According to Charles J. Shields’ Lee biography, I Am Scout, Lee was put on salary as Capote’s “assistant researchist,” and wrote copious notes, enough of which would end up in what became the novel, In Cold Blood, to justify her receiving more than the dedication in the opening pages.

“Nelle was very hurt that she didn’t get more credit because she wrote half that book,” a friend, R. Philip Hanes, recalled. What originally began as an article for The New Yorker evolved into the enormously successful In Cold Blood which started a wave of “true crime” books that has not abated since Capote’s book reached stores in early 1966. Although Capote’s technique, using the tools of the fiction writer to tell a true story, make it controversial, and the debate concerning whether it was fact or fiction which continues to this day, may have cost him the Pulitzer and the National Book Award, the book was a phenomenal success on every level, guaranteeing that the Clutters would be killed again and again when the book became a much praised 1967 film, and a rather obscure 1997 TV mini-series. In 2005, Capote’s experience researching the book became the basis for two films, Capote and Infamous, both of which recreated the brutal slayings. When the Clutters went to bed on Saturday November 14, 1959, they had no idea that they wouldn’t live to see another morning, and their killers certainly did not realize that someone other than themselves would walk away from the scene with the fortune that was denied them. In Cold Blood became Capote’s masterpiece and the royalties kept him rich even as his pen went dry.

If the films are accurate, the book ultimately destroyed him. In Infamous, Capote is portrayed as being in love with one of the killers, Perry Smith, who had artistic ambitions of his own. Watching Smith die by hanging, and secretly wishing for his demise so as to conclude his book with a dramatic execution, traumatized the author. That’s one theory. The same film suggested that his excursion to Kansas and exposure to the hard realities of life that he was protected from when hobnobbing with New York society and Park Avenue life, changed him and made him more fearful, paranoid, and hopeless. Piedy Lumet, wife of the director Sidney Lumet, told George Plimpton of a trip she took to Oregon with the elfin author. She stopped the car to take a walk through a path of redwood trees leading to a state park while Capote waited behind in the car. “This was a year after Perry and Dick had been executed. I heard this piercing call of alarm from Truman: ‘Come back! Come back! Perry and Dick are down there!’ It wasn’t a joke. A terribly, poignant intensity. He just got frightened. It didn’t make any sense and I never made any reference to it.”

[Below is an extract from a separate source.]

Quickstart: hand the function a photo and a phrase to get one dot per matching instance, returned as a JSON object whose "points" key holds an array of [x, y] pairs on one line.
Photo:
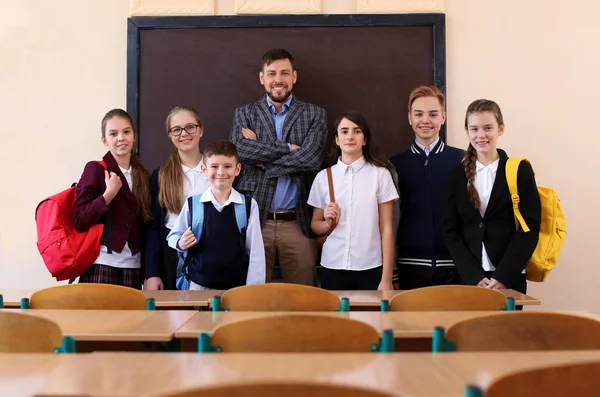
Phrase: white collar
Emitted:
{"points": [[234, 197], [430, 146], [197, 168], [493, 167], [356, 165]]}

Author John Knowles thinks it was simple a case of too much success. “I think he lost a grip on himself after that. He had been tremendously disciplined up to that time. . . A lot of his motivation was lost. That’s when he began to unravel.” Capote died August 25, 1984 at age 59 in the Los Angeles home of Joanne Carson, former wife of Tonight Show host Johnny Carson whom Capote met when the couple lived in the United Nations Plaza where the author moved following the windfall of In Cold Blood. He had published the short novella, The Thanksgiving Visitor in 1968 and a collection of stories and essays, Music for Chameleons, in 1980, but had not written another major work. His long promised epic, a roman a clef called Answered Prayers, materialized after his passing, but it was hardly an epic. A short book with four chapters, two of which had been published in the pages of Esquire in 1975, alienating the New York society crowd, it was either never as close to completion as Capote claimed or pages were stolen after his death. Carson was worried about his health during his stay. His pulse was weak and his complexion pale. “I’m tired,” he told her. “I don’t want any more hospitals, any more doctors, any more IVs . . . I’m very, very tired. I just want to go in peace.”